🤖 AI Summary
This work addresses the vulnerability of standard federated learning algorithms to Byzantine nodes, which can cause catastrophic failure. It presents the first unified framework modeling Byzantine-robust distributed optimization as an inexact gradient method subject to both additive and multiplicative errors. Within this framework, two novel algorithms are proposed: one leveraging Nesterov acceleration and the other integrating an optimization similarity assumption with a robust aggregation mechanism. Theoretical analysis establishes that the proposed methods achieve optimal asymptotic error bounds under Byzantine attacks. Experimental results demonstrate that these algorithms significantly reduce the number of communication rounds required for convergence and outperform existing approaches in both robustness and efficiency.
📝 Abstract
Standard federated learning algorithms are vulnerable to adversarial nodes, a.k.a. Byzantine failures.

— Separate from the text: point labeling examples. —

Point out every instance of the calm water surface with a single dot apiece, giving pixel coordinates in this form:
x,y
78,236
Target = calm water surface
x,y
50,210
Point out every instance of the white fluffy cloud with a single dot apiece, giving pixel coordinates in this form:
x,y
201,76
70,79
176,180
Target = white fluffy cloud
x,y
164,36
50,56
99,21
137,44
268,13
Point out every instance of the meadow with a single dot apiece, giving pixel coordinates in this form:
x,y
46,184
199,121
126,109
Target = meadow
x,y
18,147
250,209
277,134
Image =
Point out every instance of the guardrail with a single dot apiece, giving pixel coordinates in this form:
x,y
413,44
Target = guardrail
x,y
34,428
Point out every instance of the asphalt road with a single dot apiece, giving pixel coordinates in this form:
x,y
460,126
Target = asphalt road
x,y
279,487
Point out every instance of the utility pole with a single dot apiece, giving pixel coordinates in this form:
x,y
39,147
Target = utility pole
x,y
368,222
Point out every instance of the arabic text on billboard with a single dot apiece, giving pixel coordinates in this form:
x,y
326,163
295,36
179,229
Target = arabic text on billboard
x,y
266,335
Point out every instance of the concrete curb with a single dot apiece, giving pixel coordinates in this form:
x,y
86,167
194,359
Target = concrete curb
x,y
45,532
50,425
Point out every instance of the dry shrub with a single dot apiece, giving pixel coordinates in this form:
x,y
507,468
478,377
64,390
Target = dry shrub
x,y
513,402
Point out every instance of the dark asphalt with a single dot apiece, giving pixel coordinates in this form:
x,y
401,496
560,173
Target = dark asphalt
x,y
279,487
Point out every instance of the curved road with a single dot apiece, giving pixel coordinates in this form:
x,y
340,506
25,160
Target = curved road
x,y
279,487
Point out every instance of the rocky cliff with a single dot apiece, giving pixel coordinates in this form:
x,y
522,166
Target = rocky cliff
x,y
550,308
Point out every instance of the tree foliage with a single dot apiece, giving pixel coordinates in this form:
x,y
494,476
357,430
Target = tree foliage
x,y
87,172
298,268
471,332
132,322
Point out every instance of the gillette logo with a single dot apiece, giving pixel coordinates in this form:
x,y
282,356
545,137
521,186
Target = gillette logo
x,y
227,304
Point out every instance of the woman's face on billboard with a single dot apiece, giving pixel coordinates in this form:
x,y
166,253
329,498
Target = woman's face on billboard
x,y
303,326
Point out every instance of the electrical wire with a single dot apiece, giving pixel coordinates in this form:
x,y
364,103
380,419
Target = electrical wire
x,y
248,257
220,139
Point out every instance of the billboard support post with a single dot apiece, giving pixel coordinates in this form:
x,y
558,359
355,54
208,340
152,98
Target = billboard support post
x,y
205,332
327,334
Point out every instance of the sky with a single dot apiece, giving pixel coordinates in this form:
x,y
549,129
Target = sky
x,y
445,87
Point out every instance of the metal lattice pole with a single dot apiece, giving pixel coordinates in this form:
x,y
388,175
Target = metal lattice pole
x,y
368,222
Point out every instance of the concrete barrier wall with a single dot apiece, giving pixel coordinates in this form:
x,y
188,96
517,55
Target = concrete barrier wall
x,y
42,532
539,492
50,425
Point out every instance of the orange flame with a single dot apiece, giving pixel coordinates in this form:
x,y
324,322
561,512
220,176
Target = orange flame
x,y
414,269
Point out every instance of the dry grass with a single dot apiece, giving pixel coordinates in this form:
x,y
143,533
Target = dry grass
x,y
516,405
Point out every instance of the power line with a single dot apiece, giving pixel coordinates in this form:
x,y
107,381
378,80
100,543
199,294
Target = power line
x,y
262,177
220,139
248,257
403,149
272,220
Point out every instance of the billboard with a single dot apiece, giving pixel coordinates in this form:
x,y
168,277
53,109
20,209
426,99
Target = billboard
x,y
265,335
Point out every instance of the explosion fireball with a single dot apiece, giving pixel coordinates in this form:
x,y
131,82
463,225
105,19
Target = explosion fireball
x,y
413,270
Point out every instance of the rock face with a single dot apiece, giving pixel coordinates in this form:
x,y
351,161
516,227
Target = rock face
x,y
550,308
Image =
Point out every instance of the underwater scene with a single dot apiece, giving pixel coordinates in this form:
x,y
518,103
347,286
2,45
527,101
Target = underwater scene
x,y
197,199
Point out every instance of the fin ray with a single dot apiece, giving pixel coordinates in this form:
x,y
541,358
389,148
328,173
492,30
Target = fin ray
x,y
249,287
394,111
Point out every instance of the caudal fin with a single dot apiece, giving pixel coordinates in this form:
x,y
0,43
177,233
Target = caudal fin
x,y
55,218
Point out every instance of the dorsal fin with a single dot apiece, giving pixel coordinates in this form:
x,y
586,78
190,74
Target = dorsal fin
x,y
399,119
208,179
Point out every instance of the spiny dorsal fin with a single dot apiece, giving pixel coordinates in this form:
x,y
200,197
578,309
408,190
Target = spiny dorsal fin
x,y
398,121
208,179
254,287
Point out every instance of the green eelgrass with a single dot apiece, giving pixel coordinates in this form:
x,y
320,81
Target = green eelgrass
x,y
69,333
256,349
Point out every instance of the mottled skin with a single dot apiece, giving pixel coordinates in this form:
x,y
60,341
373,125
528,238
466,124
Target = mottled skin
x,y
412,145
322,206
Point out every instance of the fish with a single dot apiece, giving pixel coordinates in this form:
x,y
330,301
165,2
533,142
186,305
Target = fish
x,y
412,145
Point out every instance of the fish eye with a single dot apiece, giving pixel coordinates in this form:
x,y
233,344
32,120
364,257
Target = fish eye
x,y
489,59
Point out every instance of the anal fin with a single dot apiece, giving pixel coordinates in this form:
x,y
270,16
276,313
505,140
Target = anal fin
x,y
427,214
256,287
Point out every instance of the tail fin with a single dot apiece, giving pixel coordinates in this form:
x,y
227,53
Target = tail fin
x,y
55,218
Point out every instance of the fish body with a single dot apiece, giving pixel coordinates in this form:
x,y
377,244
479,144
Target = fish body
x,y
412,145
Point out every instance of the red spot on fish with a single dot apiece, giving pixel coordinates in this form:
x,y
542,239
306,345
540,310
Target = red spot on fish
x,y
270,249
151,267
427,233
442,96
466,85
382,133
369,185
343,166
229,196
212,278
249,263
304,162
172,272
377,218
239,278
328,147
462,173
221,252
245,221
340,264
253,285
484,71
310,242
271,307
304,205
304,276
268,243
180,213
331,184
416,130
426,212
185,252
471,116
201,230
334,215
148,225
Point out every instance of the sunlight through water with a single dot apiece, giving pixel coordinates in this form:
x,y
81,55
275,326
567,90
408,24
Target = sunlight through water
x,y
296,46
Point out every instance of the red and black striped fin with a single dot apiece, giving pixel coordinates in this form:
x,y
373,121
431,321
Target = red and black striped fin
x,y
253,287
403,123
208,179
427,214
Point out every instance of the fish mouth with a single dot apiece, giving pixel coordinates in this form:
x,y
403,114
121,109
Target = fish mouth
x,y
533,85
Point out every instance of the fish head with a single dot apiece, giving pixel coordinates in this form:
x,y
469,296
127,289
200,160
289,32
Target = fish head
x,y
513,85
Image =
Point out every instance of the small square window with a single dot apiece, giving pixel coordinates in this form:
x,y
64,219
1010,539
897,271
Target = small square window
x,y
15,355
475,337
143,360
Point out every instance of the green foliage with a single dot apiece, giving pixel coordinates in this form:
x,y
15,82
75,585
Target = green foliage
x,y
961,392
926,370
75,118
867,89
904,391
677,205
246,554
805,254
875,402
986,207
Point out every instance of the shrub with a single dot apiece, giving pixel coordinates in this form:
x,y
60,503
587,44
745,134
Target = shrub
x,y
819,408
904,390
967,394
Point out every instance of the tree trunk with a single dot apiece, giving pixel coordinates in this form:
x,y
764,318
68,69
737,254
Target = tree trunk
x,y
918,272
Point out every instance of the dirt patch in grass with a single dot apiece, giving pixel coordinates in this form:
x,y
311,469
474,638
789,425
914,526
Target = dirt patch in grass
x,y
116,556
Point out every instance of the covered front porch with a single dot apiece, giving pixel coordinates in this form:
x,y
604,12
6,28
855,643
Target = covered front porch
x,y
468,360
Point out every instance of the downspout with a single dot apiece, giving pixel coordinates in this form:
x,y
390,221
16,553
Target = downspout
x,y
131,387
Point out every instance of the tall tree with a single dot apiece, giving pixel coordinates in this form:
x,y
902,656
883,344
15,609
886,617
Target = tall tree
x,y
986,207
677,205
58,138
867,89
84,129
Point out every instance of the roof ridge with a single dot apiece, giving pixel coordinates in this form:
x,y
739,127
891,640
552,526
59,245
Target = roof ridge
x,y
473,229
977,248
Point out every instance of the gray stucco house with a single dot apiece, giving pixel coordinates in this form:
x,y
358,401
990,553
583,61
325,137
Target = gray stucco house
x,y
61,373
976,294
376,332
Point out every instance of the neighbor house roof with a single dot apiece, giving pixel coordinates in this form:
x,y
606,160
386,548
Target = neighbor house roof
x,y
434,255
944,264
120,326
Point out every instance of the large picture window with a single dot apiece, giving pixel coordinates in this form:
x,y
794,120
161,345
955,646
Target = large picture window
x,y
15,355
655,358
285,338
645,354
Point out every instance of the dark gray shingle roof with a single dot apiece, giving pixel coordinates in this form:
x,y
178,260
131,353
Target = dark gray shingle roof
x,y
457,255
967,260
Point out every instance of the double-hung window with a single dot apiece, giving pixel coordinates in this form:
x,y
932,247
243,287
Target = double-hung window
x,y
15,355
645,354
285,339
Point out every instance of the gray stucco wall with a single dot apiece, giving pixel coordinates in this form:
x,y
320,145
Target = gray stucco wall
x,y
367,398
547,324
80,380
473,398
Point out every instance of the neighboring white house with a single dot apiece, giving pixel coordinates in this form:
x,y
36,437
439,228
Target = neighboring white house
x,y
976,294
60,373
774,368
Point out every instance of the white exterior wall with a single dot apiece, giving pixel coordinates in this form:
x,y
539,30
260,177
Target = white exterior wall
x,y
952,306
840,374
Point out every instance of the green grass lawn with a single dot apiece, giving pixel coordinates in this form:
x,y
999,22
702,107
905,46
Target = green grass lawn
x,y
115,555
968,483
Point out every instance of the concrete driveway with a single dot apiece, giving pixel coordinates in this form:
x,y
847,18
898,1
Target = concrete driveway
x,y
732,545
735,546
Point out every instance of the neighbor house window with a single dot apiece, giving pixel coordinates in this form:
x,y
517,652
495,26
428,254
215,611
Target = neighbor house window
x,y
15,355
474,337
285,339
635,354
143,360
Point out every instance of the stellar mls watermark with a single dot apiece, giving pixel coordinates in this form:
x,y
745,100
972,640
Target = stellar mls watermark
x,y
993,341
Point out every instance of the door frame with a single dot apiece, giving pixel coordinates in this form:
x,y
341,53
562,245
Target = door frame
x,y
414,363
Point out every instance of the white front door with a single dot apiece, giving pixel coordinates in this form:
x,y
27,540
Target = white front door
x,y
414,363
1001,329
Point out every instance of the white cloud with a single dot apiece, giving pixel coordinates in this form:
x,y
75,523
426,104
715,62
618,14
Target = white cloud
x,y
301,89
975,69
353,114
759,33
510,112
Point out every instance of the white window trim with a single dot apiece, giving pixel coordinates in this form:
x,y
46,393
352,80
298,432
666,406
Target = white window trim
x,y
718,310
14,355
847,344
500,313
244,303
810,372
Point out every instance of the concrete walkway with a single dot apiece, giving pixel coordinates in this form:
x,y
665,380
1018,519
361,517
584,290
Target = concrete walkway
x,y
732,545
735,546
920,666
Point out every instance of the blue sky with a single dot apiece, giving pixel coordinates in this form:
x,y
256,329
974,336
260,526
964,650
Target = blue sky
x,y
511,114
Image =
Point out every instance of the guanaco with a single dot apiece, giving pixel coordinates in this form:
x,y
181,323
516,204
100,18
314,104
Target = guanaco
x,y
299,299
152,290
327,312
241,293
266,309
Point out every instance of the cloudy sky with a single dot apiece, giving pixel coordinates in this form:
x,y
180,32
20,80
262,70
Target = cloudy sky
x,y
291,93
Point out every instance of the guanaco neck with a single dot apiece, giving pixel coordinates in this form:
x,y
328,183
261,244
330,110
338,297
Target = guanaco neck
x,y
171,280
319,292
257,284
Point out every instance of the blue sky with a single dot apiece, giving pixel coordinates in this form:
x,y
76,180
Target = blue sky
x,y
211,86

To solve this issue, robust distributed learning algorithms have been developed, which typically replace parameter averaging by robust aggregations. While generic conditions on these aggregations exist to guarantee the convergence of (Stochastic) Gradient Descent (SGD), the analyses remain rather ad-hoc. This hinders the development of more complex robust algorithms, such as accelerated ones. In this work, we show that Byzantine-robust distributed optimization can, under standard generic assumptions, be cast as a general optimization with inexact gradient oracles (with both additive and multiplicative error terms), an active field of research. This allows for instance to directly show that GD on top of standard robust aggregation procedures obtains optimal asymptotic error in the Byzantine setting. Going further, we propose two optimization schemes to speed up the convergence. The first one is a Nesterov-type accelerated scheme whose proof directly derives from accelerated inexact gradient results applied to our formulation. The second one hinges on Optimization under Similarity, in which the server leverages an auxiliary loss function that approximates the global loss. Both approaches allow to drastically reduce the communication complexity compared to previous methods, as we show theoretically and empirically.